Just a few years ago, the typical high-end RAID array box looked a bit like a mainframe with heavy, metal components, supporting the notion that it was the pillar of the IT department.
Pricing was mainframe class, too, and all that gold-anodized metal reinforced the user’s belief that multi-path Fibre Channel arrays were worth the half-million dollar cost, including the $5,000 per drive that was the standard.
Today, however, storage arrays are very compact, very dense, and a lot cheaper than the “big iron” that used to rule the enterprise space. Let's take a look at the evolution of the storage array.
A number of factors led to a rethinking of values in the array space. First, SAS replaced Fibre Channel as the drive interface, and 15K RPM drives virtually disappeared from the product. Both of these, and especially spin speed, simplified the superstructure needed to mount the drives.
At the same time, 2.5-inch drives offered a better packing density and more packaging options, while being less sensitive to vibration issues. This led to really compact 24-drive arrays taking only a 2U slot in the rack.

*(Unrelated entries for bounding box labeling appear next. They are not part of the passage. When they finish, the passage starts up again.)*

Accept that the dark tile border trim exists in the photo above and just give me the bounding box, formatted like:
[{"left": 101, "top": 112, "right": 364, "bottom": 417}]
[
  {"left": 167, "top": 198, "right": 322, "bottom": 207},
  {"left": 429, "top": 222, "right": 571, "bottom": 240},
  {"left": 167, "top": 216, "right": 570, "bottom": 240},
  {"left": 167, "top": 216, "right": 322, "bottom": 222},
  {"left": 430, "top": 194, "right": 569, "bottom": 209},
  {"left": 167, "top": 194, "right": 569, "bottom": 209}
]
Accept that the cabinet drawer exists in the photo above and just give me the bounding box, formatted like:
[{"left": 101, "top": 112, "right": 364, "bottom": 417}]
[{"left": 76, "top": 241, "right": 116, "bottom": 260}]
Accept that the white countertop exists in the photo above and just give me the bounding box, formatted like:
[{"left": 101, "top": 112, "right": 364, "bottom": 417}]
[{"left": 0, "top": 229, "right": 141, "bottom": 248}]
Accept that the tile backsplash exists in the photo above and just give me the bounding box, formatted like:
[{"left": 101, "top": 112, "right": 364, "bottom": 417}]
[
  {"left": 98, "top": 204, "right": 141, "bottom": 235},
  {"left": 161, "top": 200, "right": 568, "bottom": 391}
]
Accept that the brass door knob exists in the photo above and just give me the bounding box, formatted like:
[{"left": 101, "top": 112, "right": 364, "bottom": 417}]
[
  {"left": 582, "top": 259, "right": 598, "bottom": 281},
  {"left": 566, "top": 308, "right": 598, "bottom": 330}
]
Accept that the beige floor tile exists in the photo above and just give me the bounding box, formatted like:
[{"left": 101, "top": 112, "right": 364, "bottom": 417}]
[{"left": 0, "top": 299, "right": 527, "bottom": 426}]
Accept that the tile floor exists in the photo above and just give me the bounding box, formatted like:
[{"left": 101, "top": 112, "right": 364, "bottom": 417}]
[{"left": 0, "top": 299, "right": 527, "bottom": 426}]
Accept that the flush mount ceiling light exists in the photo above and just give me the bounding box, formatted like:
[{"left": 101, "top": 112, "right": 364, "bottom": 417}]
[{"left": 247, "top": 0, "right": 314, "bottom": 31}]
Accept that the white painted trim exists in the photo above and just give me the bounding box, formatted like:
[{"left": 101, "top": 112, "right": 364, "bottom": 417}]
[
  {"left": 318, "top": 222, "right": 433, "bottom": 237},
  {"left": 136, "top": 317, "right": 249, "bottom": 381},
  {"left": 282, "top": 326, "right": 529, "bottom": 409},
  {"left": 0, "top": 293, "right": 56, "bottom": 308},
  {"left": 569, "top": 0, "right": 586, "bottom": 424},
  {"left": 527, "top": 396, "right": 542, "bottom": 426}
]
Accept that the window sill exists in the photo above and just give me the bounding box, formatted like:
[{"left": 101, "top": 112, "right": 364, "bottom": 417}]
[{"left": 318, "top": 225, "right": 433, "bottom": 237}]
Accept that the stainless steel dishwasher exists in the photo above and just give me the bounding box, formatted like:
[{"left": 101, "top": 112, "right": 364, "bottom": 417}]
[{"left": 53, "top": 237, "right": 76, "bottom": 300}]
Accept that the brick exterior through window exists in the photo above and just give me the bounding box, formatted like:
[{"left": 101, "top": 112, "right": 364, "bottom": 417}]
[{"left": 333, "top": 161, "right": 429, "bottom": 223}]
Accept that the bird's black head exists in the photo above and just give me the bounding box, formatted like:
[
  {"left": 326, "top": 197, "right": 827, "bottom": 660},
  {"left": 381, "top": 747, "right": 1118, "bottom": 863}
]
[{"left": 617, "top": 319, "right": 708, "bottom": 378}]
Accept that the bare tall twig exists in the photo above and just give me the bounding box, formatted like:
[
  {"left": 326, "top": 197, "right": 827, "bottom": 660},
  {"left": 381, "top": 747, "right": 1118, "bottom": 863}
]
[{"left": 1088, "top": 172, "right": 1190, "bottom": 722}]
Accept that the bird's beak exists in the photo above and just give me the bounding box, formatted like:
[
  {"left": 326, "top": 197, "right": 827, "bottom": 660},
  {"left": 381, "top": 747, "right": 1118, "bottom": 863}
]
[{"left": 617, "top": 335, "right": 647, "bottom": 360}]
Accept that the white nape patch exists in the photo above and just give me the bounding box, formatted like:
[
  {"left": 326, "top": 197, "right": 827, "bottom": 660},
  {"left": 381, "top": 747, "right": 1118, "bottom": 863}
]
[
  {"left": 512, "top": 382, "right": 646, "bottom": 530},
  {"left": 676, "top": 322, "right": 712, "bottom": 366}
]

Not to be left behind, the 3.5-inch array makers responded with 12-drive server structures that could be turned into JBODs and arrays, then with 48- to 60-drive boxes that solved drive replacement much more elegantly than the old-fashioned drive caddy did.
With 60-drive boxes down to 4U in size, and capable of holding one or two controllers, the coup de grace came with the arrival of SSDs and the rapid capacity increases in 3.5-inch hard drives. With a new tiering approach using ultra-fast SSD as primary-tier storage and low-cost, huge-capacity SATA drives for slow data as a secondary tier, the stage was set for the array to really shrink, even while holding much more data.
SSD performance accelerated this transition. With SSDs having as much as 1,000 times the random I/O performance compared with HDDs, no controller could meet the requirements of more than a dozen SSDs. This led to hybrid arrays with a mix of SSDs and HDDs, and for these, the 48- to 60-drive boxes fit the bill.
The search for a way to get data off the SSD led us to the all-flash array approach, where a highly customized solution feeds a bunch of ultra-fast interfaces. These units can transfer 1 million to 2 million random IOPS, but the compact nature of flash (its “IOPS density”), means that a typical unit is just 3U or 4U in size.
With HGST’s recent announcement of 10 TB drives, we are looking at 6 petabytes of bulk storage in a single rack, coupled with a few million IOPS of all-flash array mounted in the racks with the servers to take advantage of connection to the head-of-rack switches.
The evolution is likely to continue, with all-flash arrays vying for survival against in-server persistent storage that can be networked via RDMA. The bulk storage appliances also are evolving, with one likely change being loss of the ability to replace drives, which will fit the zero-repair maintenance approach that new data integrity systems make possible.
All-flash arrays will get faster networking and more software features such as compression and deduplication, and will tie into the operating systems much more closely. Violin is heading there with its Windows Flash Array, and Red Hat is well positioned to tie products to Linux.
Some industry watchers believe that arrays are going out of style altogether, to be replaced by software-defined storage. The need for performance probably precludes general-purpose virtualized servers from handling actual transfers for all-flash arrays, but the concept of distributed storage computing will further impact array configurations. Judging by the number of terms being tossed around software-defined storage, such as converged and hyper-converged, the approach is getting a lot of interest, even if some of it is just hype.
Looking a bit further out, the transition to an object storage model is gaining speed, due to the ability to scale out capacity and manage data more easily, especially when unstructured big data is involved. The smaller box sizes are good matches for object storage code approaches, and the major software packages now support both replication and erasure coding for data integrity, which enables simpler designs and lower maintenance.
As for all those expensive “mainframe” arrays, with EMC pushing Xtremio all-flash appliances, it may relegate them to secondary storage!